Configuration Inheritance

UPT and AB-UPT models support automatic configuration injection from parent to submodules for shared parameters. This feature helps reduce verbosity and maintain consistency across complex model architectures.

How It Works

When you define certain parameters at the top level of a configuration, they automatically propagate down to nested submodules unless explicitly overridden in the submodule configuration. This inheritance works recursively across multiple levels of nesting.

Inherited parameters:

  • UPT models: hidden_dim, num_heads, mlp_expansion_factor

  • AB-UPT models: hidden_dim

The inheritance mechanism uses Pydantic’s validation system and the InjectSharedFieldFromParentMixin to detect and propagate these shared fields before model instantiation.

Benefits

  • Reduced redundancy: Define shared parameters once instead of repeating them in every submodule

  • Consistency: Ensures all submodules use the same architectural parameters by default

  • Flexibility: Override inherited values in specific submodules when needed

Example - UPT Configuration

kind: tutorial.model.UPT
name: upt
hidden_dim: 192
num_heads: 3
mlp_expansion_factor: 4
approximator_depth: 12
use_rope: true

supernode_pooling_config:
  input_dim: 3
  radius: 9
  # hidden_dim: 192 (inherited from parent)
  # num_heads: 3 (inherited from parent)
  # mlp_expansion_factor: 4 (inherited from parent)

approximator_config:
  use_rope: true
  # hidden_dim: 192 (inherited from parent)
  # num_heads: 3 (inherited from parent)
  # mlp_expansion_factor: 4 (inherited from parent)

decoder_config:
  depth: 12
  input_dim: 3
  perceiver_block_config:
    use_rope: true
    # hidden_dim: 192 (inherited from parent via decoder_config)
    # num_heads: 3 (inherited from parent via decoder_config)
    # mlp_expansion_factor: 4 (inherited from parent via decoder_config)

Nested Inheritance

Configuration inheritance works across multiple levels. In the example above, perceiver_block_config is nested inside decoder_config, which is nested in the top-level UPT config. The shared parameters propagate all the way down:

UPT config (hidden_dim=192)
  └── decoder_config (inherits hidden_dim=192)
        └── perceiver_block_config (inherits hidden_dim=192)

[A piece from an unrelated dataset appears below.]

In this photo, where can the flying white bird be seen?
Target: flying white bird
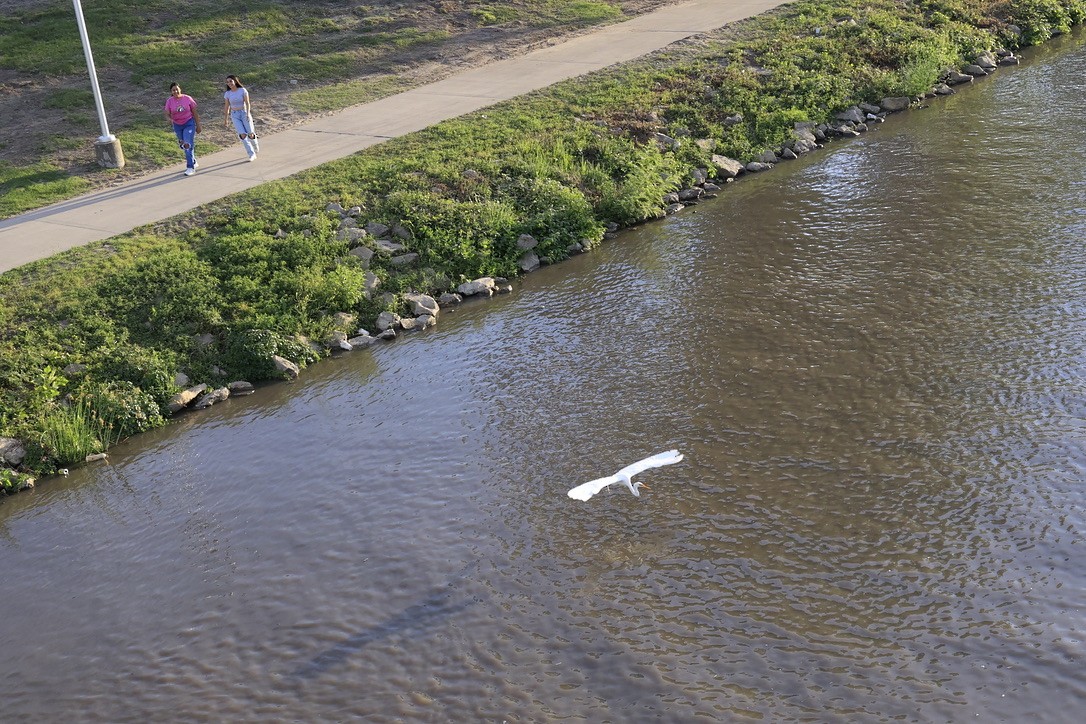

Overriding Inherited Values

You can override inherited values at any level by explicitly specifying them:

kind: tutorial.model.UPT
name: upt
hidden_dim: 192
num_heads: 3
mlp_expansion_factor: 4

approximator_config:
  # hidden_dim: 192 (still inherited)
  # num_heads: 3 (still inherited)
  mlp_expansion_factor: 2 # Override: use 2 instead of inherited 4

When Inheritance Doesn’t Apply

Configuration inheritance only works for:

  • Parameters that are defined as “shared” in the model schema

  • Submodules that have matching parameter names in their schema

  • Dictionary-based configurations (if you define config with python code where submodules are instantiated with explicit parameters, inheritance won’t apply)

If a submodule doesn’t have a field matching the parent’s shared parameter, that parameter simply isn’t injected.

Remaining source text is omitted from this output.